C Extension Support in PyOxidizer

June 30, 2019 at 04:40 PM | categories: Python, PyOxidizer

The initial release of PyOxidizer generated a bit of excitement across the Internet! The post was commented on heavily in various forums and my phone was constantly buzzing from all the Twitter activity. There has been a steady stream of GitHub Issues for the project, which I consider a good sign. So thank you everybody for the support and encouragement! And especially thank you to everyone who filed an issue or submitted a pull request!

While I don't usually read the comments, I was looking at various forums posting about PyOxidizer to see what reactions were like. A common negative theme was the lack of C extension support in PyOxidizer. People seemed dismissive of PyOxidizer because it didn't support C extensions. Despite the documentation stating that the feature was planned and that I had an idea for how to implement it, people seemed pessimistic. Perhaps I didn't adequately communicate that making C extensions work is actually a subset of the already-solved single file executable problem and therefore was already a solved problem at the technical level (only the integration with the Python and PyOxidizer build systems was missing). So in my mind C extension support was only a matter of time and the only open question was how many hacks would be needed to make it work, not whether it would work.

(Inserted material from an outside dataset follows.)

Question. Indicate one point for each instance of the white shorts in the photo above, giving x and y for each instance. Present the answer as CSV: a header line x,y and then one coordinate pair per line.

Well, I'm pleased to report that the just-released version 0.2 of PyOxidizer supports C extensions on Windows, macOS, and Linux. If you install a Python package through a pip-install-simple, pip-requirements-file, or setup-py-install packaging rule, C extensions will be compiled in a special way that enables them to be embedded in the same binary containing Python itself. I've tested it with the zope.interface, zstandard, and mercurial packages and it seems to work (although Mercurial has other issues that prevent it from being packaged as a PyOxidizer application - but the C extensions do compile).

There are some limitations to the support, however. I'm pretty confident the limitations can be eliminated given enough time. Given how many people were hung up on the lack of C extensions and were seemingly writing off PyOxidizer thinking it was snake oil or something, I wanted to deliver basic C extension support to curtail this line of criticism. Perfect is the enemy of good and hopefully basic C extension support is good enough to ease concerns about PyOxidizer's viability.

Also in PyOxidizer 0.2 are some minor new features, like the --pip-install and --python-code flags to pyoxidizer init. These allow you to generate a pyoxidizer.toml file pre-configured to install some packages from pip and run custom Python code. So now applications can be created and built with a one-liner without having to edit a pyoxidizer.toml file!

The full release notes are available. As always, please keep filing issues. I'm particularly interested in hearing about packages whose C extensions don't work properly.